Stick with Familiar Names

We all have our favorite stocks to watch and trade. Like comfort food or a warm blanket, we relish in knowing how they trade. If you find yourself on a losing streak, build your confidence and your account balance by trading or investing in those stocks that have provided you gains in the past.

Spread the Wealth

If you are a putz like me that picks the wrong stock when down to two choices, remove yourself from this tortuous situation and buy both. Percentage gains may be smaller but achieving success is the best way to break a losing streak. 

Take a Breather

We are often complacent in our due diligence and stock-picking approach.  Work harder on the due diligence side, monitor the stocks on your watch list more closely and determine why these stocks are moving in their given directions.  Trends tend to be short term in nature, which is why losing streaks occur . . .  which is why not all strategies work all the time. It may be prudent to sit on the sidelines until your approach is in favor again.

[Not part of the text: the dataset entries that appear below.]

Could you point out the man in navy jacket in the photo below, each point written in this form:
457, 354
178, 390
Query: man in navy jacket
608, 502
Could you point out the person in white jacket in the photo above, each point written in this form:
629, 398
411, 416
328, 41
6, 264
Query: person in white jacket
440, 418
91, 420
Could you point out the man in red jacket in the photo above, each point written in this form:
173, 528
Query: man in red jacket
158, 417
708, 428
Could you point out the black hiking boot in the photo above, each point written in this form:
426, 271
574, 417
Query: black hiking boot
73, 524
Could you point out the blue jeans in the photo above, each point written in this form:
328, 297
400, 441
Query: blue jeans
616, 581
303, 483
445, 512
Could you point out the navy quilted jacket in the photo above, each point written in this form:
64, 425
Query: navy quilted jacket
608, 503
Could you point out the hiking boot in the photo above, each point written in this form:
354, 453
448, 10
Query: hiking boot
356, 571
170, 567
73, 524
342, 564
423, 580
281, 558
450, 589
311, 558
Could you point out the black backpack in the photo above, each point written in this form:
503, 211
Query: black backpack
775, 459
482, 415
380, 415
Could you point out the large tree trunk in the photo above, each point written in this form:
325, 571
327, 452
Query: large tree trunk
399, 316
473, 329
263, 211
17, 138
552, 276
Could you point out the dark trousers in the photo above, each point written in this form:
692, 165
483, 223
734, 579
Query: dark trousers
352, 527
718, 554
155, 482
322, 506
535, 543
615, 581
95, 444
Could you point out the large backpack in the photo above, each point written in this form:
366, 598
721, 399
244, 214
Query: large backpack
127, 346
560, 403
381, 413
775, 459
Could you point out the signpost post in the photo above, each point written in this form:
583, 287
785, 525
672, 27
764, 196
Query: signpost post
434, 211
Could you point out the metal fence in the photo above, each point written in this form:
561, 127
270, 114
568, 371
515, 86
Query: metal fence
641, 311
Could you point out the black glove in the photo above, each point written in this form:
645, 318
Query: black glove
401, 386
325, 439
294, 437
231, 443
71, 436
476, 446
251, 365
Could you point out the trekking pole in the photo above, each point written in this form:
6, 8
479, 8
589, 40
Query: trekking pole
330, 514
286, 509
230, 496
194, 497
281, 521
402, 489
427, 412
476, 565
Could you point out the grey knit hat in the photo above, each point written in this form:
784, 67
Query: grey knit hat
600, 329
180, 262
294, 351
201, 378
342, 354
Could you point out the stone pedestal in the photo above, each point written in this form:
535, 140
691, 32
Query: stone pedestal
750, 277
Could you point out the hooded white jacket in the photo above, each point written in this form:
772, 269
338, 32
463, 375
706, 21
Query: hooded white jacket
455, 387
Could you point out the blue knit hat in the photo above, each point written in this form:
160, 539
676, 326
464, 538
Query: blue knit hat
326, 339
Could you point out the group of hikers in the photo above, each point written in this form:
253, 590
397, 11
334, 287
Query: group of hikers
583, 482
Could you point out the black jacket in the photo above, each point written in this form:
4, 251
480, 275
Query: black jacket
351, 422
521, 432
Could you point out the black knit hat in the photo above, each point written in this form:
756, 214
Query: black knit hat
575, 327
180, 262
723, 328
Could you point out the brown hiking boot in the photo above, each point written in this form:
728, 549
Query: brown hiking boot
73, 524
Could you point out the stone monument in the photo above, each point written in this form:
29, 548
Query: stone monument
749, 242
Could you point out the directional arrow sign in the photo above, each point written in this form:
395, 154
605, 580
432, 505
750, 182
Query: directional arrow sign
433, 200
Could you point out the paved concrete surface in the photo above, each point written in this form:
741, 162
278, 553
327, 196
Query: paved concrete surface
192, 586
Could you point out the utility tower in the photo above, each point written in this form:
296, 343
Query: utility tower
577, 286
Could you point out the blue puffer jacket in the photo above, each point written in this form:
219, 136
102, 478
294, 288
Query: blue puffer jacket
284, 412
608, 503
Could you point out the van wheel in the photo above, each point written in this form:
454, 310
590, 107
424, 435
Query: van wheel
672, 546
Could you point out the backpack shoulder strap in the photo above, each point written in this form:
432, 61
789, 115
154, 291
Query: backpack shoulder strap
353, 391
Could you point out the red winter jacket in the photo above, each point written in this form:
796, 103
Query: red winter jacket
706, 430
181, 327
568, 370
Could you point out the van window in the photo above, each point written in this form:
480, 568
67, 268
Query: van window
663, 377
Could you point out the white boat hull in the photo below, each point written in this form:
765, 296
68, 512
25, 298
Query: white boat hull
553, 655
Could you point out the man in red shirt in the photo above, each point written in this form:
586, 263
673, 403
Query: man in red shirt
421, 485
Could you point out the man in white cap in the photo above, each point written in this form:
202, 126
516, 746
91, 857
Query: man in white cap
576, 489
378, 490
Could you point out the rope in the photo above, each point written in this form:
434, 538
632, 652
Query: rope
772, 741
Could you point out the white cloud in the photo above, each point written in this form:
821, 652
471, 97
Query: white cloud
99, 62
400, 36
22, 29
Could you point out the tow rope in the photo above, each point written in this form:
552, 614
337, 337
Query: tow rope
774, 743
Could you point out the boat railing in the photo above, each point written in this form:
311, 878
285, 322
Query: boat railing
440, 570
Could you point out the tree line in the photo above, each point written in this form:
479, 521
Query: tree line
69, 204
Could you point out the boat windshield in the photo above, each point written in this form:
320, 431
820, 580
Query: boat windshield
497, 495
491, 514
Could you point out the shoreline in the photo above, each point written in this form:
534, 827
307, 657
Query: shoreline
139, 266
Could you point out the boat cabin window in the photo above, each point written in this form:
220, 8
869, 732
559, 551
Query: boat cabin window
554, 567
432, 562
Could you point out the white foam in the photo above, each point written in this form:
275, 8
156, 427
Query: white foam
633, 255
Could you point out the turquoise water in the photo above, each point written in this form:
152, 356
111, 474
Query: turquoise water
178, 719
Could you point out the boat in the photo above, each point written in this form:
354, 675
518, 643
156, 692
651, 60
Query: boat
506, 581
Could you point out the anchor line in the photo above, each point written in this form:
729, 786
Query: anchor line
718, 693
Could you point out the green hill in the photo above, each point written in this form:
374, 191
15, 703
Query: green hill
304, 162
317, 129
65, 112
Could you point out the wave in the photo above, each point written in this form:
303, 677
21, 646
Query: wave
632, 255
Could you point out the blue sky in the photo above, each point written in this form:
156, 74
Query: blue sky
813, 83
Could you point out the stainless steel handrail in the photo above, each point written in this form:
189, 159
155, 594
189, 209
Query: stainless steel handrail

Treat Investing Like a Marathon, Not a Sprint

Too many investors and traders in the small stock segment of the market treat transactions like a high-class form of gambling and are focused on short-term gains. This approach can cloud  one’s thinking as stocks trade based on long-term patterns, news, and occasionally on specific events.  Applying short-term methods to long-term opportunities rarely works. With each stock you buy, be prepared to go long for months or years at a time, as it may take that long to achieve meaningful positive returns.  If you can generate a quick return, view that event as a bonus and not the norm.

Stay Positive

There are always ways to generate positive investing returns -- even in bear markets. By keeping a positive attitude and building an aptitude for discerning what sectors or types of equities are performing profitably, you too can record positive gains in the face of adversity by emulating the successful approach.